Imperialism in Crisis

These events in Libya demonstrate that there is no benefit for the masses in oppressed nations where U.S. and other imperialist states have overthrown governments and installed puppet regimes. The situation in Libya is also mirrored in Iraq where people are dying every day from internecine conflict and the overall horrendous conditions prevailing among the majority of the population.

In Syria, over 100,000 people have died over the last three years since the U.S. has supported a counter-revolutionary assault on the population. The current Geneva II talks in Switzerland are ostensibly designed to reach a political solution although the U.S. and its allies are continuing to finance and coordinate those seeking the overthrow of the government of President Bashar al-Assad.

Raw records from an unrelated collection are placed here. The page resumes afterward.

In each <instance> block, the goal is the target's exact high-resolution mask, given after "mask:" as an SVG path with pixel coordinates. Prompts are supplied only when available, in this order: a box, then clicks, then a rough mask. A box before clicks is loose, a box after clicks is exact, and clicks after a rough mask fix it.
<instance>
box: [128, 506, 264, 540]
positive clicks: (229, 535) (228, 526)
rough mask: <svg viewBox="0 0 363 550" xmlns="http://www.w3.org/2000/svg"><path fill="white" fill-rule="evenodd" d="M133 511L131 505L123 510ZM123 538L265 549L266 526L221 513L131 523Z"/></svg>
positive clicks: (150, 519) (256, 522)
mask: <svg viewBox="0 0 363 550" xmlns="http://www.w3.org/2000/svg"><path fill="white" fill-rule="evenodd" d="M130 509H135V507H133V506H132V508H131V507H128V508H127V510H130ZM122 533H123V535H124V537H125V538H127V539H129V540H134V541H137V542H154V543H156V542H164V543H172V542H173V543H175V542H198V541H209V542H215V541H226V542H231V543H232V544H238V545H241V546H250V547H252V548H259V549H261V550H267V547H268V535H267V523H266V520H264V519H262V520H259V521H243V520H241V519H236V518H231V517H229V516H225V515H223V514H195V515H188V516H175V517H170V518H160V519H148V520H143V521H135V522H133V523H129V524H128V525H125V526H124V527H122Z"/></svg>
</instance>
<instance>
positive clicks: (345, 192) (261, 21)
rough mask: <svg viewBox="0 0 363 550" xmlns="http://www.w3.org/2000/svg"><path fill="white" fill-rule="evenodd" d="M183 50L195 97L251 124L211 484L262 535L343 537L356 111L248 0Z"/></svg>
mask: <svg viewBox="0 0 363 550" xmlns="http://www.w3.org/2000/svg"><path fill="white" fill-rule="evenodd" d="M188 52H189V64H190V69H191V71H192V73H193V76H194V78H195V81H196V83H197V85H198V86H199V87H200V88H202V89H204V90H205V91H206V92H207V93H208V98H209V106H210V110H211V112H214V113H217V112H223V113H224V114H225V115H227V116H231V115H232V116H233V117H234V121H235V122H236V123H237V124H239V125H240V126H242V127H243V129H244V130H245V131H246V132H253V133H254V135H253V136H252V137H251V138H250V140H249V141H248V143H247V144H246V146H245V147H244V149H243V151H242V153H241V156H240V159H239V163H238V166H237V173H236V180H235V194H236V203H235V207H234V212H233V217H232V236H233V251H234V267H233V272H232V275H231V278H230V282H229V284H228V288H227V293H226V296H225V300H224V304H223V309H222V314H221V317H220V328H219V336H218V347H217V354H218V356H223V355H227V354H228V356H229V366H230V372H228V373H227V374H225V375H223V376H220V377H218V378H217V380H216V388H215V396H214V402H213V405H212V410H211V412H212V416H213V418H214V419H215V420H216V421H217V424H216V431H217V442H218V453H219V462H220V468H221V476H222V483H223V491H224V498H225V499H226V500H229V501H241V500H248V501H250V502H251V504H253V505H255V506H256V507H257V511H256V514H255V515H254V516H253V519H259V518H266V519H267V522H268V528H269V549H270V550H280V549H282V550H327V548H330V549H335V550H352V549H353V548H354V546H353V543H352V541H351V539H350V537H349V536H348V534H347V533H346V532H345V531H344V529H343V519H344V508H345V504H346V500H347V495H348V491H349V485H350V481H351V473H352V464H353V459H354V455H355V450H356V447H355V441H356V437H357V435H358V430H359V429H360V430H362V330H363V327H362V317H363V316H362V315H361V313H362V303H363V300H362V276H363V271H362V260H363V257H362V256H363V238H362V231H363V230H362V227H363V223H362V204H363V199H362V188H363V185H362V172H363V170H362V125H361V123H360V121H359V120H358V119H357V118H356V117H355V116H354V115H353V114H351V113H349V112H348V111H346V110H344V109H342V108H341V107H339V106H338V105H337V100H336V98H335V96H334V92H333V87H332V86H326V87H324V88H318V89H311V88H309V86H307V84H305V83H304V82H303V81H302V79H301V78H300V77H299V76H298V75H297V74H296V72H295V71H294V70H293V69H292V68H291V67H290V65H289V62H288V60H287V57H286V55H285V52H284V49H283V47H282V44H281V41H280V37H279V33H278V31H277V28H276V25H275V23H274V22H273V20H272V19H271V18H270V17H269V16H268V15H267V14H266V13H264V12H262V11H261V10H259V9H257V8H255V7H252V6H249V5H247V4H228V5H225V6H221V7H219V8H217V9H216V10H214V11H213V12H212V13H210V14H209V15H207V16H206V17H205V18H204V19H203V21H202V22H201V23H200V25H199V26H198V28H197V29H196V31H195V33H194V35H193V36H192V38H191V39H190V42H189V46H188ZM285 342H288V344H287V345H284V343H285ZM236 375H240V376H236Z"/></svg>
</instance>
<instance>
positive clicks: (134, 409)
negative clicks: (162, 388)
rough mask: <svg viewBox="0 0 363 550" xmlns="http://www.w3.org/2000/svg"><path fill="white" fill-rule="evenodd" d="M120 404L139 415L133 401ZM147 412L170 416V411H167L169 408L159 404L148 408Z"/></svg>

Anti-war and anti-imperialist groups in the Western states should oppose this military and political interference into the internal affairs of African, Middle Eastern and Asian states such as Afghanistan, where after twelve years the Pentagon-NATO forces are no closer to victory today than in 2001. The U.S. and NATO must be forced to withdraw their forces from foreign states and to shut down its military bases.

The resources utilized to maintain these occupations should be redirected to rebuild the cities and towns that are facing an unprecedented economic crisis through austerity and massive poverty. Those oppressed nations that are under imperialist occupation should be paid reparations for the destruction carried out by the western military forces.